Figure 5.. Effects of Ku80 mutations in APLF and XLF binding sites.

(a-b) Dynamics of CFP-(A-KBM) (a) and (X-KBM) (b) at laser damaged sites, in U2OS cells expressing wild-type or I112R/E133M mutant Ku80. n=20 and 9 cells in (a) and n=48 and 11 cells in (b) for WT and mutant Ku80. p values at last time point: (a) WT vs I112R/E133M p=0.001; (b) WT vs I112R/E133M p=0.0111. (c-d) Dynamics of CFP-XRCC4 (c) and XLF (d) in cells expressing wild-type, I112R, E133M or I112R/E133M mutant Ku80. n=38, 27, 28, and 24 cells for WT, E133M, I112R and I112R/E133M Ku80 conditions in (c) and n=24, 26, 20 and 23 cells for I112R, WT, I112R/E133M and E133M Ku80 conditions in (d). p values at last time point: (c) WT vs E133M p=0.532; WT vs I112R p=0.0133; WT vs I112R/E133M p=0.0048; (d) WT vs I112R p=0.246; WT vs E133M p=0.0048; WT vs I112R/E133M p=0.0248. (e) End-joining activity in U2OS cells expressing mutated or WT Ku80. Error bars represent s.d., n=4 independent experiments. p values (unpaired two-tailed t- test): WT vs E133M p=0.0004; WT vs I112R p=0.0052; WT vs I112R/E133M p=0.0002. (f) Distal end-joining in U2OS cells containing mutated or WT Ku80. Error bars represent s.d., n=7 independent experiments. p values (unpaired two-tailed t-test): WT vs E133M p=7.49 e-05; WT vs I112R p=2.21 e-06; WT vs I112R/E133M p=4.05 e-06. (g) Survival of U2OS cells expressing WT or mutated Ku80. y axis is log scale.
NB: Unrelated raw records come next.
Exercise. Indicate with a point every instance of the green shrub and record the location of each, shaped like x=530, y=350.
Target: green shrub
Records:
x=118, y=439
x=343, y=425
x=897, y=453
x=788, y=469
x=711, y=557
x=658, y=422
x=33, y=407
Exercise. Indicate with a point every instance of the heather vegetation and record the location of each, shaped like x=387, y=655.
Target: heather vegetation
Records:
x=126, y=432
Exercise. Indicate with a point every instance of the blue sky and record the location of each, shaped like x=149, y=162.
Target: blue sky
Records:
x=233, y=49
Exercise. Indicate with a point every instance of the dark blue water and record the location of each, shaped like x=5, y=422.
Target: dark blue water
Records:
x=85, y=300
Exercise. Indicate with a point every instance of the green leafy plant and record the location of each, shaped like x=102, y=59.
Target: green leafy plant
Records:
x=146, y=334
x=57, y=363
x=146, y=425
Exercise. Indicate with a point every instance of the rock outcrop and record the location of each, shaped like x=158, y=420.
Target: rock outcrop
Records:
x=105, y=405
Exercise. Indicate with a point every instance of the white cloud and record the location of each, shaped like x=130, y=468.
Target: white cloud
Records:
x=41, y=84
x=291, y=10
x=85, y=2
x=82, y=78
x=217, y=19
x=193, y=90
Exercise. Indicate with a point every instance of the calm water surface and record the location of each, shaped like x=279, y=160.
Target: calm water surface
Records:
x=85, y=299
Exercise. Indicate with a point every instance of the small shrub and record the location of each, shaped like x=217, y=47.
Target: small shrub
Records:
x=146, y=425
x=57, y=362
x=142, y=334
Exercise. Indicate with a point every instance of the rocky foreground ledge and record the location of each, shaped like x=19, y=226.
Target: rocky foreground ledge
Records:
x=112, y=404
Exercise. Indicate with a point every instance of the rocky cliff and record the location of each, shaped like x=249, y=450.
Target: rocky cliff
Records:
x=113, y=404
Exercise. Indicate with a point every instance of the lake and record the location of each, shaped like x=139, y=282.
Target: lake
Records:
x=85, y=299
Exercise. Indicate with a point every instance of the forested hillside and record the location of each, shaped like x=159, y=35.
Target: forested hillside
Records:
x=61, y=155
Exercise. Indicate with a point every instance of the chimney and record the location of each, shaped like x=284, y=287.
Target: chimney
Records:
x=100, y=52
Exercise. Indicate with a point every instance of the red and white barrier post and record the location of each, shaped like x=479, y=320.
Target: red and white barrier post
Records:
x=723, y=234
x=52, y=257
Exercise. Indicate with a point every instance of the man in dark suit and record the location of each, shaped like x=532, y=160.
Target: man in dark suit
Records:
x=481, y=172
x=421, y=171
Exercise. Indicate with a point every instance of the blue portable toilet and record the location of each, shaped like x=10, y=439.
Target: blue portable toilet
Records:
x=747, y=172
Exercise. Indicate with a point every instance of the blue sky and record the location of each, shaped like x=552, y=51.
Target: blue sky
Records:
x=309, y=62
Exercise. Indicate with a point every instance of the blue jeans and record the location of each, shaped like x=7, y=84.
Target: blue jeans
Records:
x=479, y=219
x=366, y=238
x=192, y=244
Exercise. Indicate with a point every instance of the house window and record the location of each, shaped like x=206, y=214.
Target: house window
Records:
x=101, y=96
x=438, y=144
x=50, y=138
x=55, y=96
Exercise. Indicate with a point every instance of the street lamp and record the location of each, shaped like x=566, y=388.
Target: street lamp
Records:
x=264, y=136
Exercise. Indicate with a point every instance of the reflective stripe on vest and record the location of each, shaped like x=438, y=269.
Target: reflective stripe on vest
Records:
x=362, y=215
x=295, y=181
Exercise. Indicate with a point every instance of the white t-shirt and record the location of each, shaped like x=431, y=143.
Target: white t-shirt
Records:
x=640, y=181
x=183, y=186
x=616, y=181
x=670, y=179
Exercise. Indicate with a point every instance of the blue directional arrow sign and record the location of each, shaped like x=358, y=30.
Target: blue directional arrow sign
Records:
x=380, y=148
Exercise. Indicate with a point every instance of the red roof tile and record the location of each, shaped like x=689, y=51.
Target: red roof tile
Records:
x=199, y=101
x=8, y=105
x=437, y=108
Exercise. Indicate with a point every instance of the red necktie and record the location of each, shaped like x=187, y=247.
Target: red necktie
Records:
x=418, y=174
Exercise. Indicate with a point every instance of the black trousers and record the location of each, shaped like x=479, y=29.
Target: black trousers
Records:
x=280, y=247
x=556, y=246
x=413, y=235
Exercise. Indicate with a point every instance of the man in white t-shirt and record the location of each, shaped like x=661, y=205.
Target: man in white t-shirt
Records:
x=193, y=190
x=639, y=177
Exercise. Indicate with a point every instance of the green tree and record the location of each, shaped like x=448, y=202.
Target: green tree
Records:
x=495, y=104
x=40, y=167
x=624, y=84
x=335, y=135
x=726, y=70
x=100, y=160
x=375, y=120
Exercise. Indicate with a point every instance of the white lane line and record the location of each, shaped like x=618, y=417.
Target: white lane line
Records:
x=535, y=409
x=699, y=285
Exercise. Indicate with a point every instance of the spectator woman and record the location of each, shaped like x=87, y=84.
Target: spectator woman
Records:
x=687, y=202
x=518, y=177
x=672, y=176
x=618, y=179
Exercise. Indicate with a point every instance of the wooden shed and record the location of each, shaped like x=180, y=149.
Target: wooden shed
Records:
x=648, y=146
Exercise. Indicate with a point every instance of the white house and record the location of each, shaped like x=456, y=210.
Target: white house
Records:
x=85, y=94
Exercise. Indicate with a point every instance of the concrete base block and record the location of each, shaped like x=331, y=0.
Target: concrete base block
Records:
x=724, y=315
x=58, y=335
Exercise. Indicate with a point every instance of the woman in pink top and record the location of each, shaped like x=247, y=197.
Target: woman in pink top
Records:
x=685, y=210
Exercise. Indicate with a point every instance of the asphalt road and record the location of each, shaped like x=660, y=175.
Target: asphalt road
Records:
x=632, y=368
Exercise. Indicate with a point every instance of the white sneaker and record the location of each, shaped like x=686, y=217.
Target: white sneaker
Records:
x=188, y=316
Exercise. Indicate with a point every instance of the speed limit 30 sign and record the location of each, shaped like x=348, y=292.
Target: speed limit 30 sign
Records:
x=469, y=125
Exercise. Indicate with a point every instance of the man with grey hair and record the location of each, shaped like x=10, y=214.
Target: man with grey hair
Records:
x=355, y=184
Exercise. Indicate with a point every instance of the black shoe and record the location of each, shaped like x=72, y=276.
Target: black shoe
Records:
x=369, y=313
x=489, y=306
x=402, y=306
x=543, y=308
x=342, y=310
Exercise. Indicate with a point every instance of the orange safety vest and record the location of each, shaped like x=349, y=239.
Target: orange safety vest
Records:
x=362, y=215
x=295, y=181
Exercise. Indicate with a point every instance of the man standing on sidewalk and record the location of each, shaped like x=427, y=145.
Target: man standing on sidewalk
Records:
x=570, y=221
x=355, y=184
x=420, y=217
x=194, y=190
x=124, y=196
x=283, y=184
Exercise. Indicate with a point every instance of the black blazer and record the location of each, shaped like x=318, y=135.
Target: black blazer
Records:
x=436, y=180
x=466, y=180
Error bars represent s.d., n=7 to 10 independent experiments. p (unpaired two-tailed t-test): WT vs I112R p=1.47 e-06; WT vs E133M p=6.32 e-05; WT vs I112R/E133M p=2.52 e-13; I112R vs E133M p=0.011. Significant p-values are indicated as follows: *p< 0.05, **p < 0.01, ***p < 0.001. (h) Model for APLF and XLF KBMs function during NHEJ.